The Kelvin scale is an absolute temperature scale where 0 K represents absolute zero, the point where all molecular motion ceases. The pressure and volume of a gas are directly proportional to its absolute temperature, a relationship that doesn’t hold with relative scales like Celsius or Fahrenheit.

3. What happens if I use a real gas instead of an ideal gas?

At high pressures and low temperatures, real gases deviate from ideal behavior because particle volume and intermolecular forces become significant. For high-precision work in these conditions, more complex equations like the Van der Waals equation are used.

4. How is the Ideal Gas Law derived?

It is a combination of several empirical gas laws: Boyle’s Law (P ∝ 1/V), Charles’s Law (V ∝ T), Gay-Lussac’s Law (P ∝ T), and Avogadro’s Law (V ∝ n).

5. Can I calculate gas density with this law?

Yes. Since density (ρ) is mass/volume and moles (n) is mass/Molar Mass (M), you can substitute these into the ideal gas law to get the formula P*M = ρ*R*T. Our Gas Density Calculator is specifically designed for this.

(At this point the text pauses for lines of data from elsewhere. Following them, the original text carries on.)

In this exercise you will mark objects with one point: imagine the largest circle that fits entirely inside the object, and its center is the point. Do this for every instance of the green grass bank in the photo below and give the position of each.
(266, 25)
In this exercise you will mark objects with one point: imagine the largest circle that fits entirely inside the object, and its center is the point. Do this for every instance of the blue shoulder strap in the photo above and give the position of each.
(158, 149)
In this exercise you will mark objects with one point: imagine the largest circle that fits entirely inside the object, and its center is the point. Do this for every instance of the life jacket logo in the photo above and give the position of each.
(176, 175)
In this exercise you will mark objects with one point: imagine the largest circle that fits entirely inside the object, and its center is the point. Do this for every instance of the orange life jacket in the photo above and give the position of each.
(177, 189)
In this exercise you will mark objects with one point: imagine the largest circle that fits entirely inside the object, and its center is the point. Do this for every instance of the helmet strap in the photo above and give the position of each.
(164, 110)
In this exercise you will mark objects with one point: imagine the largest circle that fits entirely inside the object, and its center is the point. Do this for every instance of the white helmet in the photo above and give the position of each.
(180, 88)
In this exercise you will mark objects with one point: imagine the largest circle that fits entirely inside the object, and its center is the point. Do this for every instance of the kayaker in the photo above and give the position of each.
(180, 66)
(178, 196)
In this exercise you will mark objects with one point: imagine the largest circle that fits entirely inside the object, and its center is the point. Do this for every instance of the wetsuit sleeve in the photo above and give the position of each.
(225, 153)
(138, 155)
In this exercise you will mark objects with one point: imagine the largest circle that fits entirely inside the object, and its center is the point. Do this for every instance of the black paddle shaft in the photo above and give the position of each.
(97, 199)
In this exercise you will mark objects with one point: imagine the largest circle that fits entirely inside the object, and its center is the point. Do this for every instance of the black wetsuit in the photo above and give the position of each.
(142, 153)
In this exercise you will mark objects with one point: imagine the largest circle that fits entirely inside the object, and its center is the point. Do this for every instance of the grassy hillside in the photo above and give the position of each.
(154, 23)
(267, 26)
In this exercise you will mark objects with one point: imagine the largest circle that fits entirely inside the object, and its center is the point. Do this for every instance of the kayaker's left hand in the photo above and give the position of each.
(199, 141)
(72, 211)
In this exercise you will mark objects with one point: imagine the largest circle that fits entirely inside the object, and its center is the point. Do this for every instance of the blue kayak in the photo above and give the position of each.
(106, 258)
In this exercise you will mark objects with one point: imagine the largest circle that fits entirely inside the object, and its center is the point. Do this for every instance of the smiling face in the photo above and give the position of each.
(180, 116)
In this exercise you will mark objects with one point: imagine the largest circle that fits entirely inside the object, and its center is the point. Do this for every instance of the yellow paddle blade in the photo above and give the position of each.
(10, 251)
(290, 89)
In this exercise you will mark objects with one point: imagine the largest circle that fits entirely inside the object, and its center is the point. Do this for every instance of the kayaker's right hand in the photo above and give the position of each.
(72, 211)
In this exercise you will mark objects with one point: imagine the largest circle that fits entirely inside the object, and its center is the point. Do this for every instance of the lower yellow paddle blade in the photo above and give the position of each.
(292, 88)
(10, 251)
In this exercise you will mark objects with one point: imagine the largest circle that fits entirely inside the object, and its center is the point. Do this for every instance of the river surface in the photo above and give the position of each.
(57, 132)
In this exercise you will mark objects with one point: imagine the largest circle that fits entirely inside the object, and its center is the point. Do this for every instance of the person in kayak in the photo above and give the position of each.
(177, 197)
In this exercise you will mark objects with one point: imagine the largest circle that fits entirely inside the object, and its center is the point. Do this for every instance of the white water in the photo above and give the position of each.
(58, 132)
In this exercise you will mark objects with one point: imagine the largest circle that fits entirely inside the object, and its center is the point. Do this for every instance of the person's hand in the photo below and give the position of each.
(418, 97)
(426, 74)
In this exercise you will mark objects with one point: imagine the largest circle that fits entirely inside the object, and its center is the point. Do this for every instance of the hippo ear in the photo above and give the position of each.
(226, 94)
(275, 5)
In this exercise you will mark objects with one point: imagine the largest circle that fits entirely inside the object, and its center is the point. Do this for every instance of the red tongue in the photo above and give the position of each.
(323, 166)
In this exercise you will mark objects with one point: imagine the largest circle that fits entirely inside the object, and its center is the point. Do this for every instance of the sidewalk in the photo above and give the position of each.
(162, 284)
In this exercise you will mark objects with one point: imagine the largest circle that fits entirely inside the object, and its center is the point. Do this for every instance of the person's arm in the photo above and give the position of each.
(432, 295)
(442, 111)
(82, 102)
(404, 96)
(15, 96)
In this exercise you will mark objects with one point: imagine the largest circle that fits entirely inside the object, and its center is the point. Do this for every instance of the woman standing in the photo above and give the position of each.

6. What is the value of R?

The value of the ideal gas constant R depends on the units used for pressure, volume, and temperature. The two most common values are 8.314 J/(mol·K) and 0.08206 L·atm/(mol·K).

7. Does the type of gas matter?

For an ideal gas, the identity of the gas does not matter, only the number of moles (n). However, real gases have different molecular sizes and forces, which cause them to deviate from ideal behavior differently.

8. What happens if the pressure is zero?

A pressure of zero would imply an infinite volume or zero temperature, which are theoretical limits. In reality, it means there is no gas in the container.